Absurd, magnetic, and gloriously unhinged, How Not To Fund A Honeymoon is the kind of dark comedy that sweeps you up and refuses to let go. It follows broke couple Charlotte and Gwen, newly engaged and standing outside Aunt Gwen’s door with a rock in hand. Do they truly understand what this elegant yet dangerous woman is capable of, or the treasures she might be hiding inside? One thing is certain… she is in Corfu.


Written by Stephanie Greenwood, who delivers a deliciously unhinged performance as the blood-soaked, silk-clad Aunt Gwen, the play pits her against the hapless couple, played by Claire Feuille (who along with Josh Dooley are Tony-nominated co-producers of Broadway’s Operation Mincemeat) and Ausette Anderies. Greenwood’s Gwen blends the immaculate poise of Bree Van de Kamp with the quiet menace of a Hitchcock villain, each line delivered with razor-sharp precision and unnerving charm.


The writing is unapologetically silly, leaning into Monty Python style detours on etiquette, age, and formal address. At times, these tangents risk tipping the story from quirky into outright ludicrous, but they also give the production its distinctive personality. Feuille and Anderies keep the comedy grounded, with Feuille’s sharp timing and Anderies’ physicality adding moments that land just as strongly as Greenwood’s big flourishes.


Pacing wise, the stakes remain high from start to finish, but the brevity of the piece leaves you craving a little more time in its offbeat world.
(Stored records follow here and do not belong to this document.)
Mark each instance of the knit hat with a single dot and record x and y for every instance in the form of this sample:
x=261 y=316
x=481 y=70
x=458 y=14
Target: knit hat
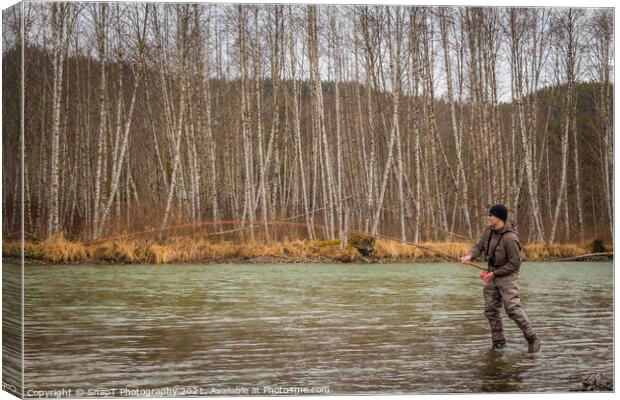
x=500 y=211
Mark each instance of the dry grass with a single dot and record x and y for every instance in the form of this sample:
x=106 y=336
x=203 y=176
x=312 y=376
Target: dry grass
x=543 y=251
x=56 y=249
x=59 y=250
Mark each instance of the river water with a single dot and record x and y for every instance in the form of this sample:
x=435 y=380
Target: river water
x=345 y=329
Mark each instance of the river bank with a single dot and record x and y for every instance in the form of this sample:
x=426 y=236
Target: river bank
x=58 y=250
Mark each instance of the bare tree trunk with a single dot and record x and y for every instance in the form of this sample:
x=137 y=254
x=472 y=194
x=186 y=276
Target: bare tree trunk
x=62 y=21
x=297 y=126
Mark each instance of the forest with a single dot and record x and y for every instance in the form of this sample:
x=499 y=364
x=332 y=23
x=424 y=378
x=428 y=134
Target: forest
x=403 y=121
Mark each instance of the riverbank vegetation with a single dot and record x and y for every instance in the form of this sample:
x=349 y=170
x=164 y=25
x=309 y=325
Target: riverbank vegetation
x=58 y=250
x=402 y=121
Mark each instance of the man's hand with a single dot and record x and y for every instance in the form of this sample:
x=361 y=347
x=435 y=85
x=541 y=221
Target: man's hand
x=487 y=276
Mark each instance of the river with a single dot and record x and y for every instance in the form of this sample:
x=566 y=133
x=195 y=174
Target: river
x=337 y=329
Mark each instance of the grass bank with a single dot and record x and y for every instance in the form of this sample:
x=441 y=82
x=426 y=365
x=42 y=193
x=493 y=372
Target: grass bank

The ending, in particular, arrives with the theatrical equivalent of a sudden blackout, an abrupt close that startles, entertains, and slightly frustrates in equal measure. It is almost as if the curtain falls mid-laugh, daring you to imagine what might have happened next.

The result is a tight, darkly comic romp that is at turns ridiculous, unsettling, and genuinely funny. It rewards audiences who embrace its absurdity and surrender to its anarchic energy. Sometimes the best nights at the theatre are the ones where you let the madness win.